You can’t be responsible for his response, OP. Move on and give him the opportunity to do the same.

Milkybarsareonmeeeee · 01/01/2024 12:35

OP once you have a place then tell
him .Give him the months notice if that’s hat it is before you move in . It’s not like you haven’t tried talking and leaving before .
It’s not fair on you and not fair on him.
Think about it though he puts himself first when you want to leave as he “needs” “wants” you .
You have to put yourself first and your wants and needs .

whatwouldAnnaDelveydo · 01/01/2024 12:35

He doesn't sound great at all, and it's interesting how you've ignored all the posters who said that.

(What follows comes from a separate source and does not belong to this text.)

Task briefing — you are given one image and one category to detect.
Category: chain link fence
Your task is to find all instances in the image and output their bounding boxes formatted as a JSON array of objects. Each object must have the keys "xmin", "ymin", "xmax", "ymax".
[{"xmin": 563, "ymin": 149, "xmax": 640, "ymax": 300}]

WillYouPutYourCoatOn · 01/01/2024 12:36

HoldMeCloserTonyDancer · 01/01/2024 11:54

That puts the relationship in a quite different light doesn’t it. Sounds like there is underlying resentment and OP has been papering over the cracks and trying to convince herself that he’s lovely now

Exactly this.

Isn't he just so perfect! No... He's managed to stop being a lying cheating dickhead. Hardly "lovely". You need to raise your bar OP.

MillarMountVandal · 01/01/2024 12:36

HoopLaLah · 01/01/2024 12:30

You’re not bisexual, you’re lesbian. You didn’t know that when you started dating him, and then stayed with your first boyfriend. Ignore the posters on here scolding you for ingratitude and their ‘suck it up buttercup’/‘you made your bed, now lie in it’ message. You’re not married, you didn’t make a “till death do us part” vow to him. He deserves a relationship with a heterosexual woman and you deserve a relationship with a lesbian woman.

The PPs who suggested telling him he’s a great husband but you don’t want a husband because you’re lesbian gave good advice, I think.

I agree. I think the advice the OP is actually looking for is how to tell people (her partner in particular) she's a lesbian.

LuckySantangelo35 · 01/01/2024 12:37

Silverbirchtwo · 01/01/2024 11:35

He sounds fantastic and you will miss him terribly. The grass is greener, but in reality the likelihood of finding anyone else half as good as him are very slight.

Good luck whatever you decide, but it could be a huge mistake.

@Silverbirchtwo

how could leaving him possibly be a mistake when she feels repulsed by having sex with him?!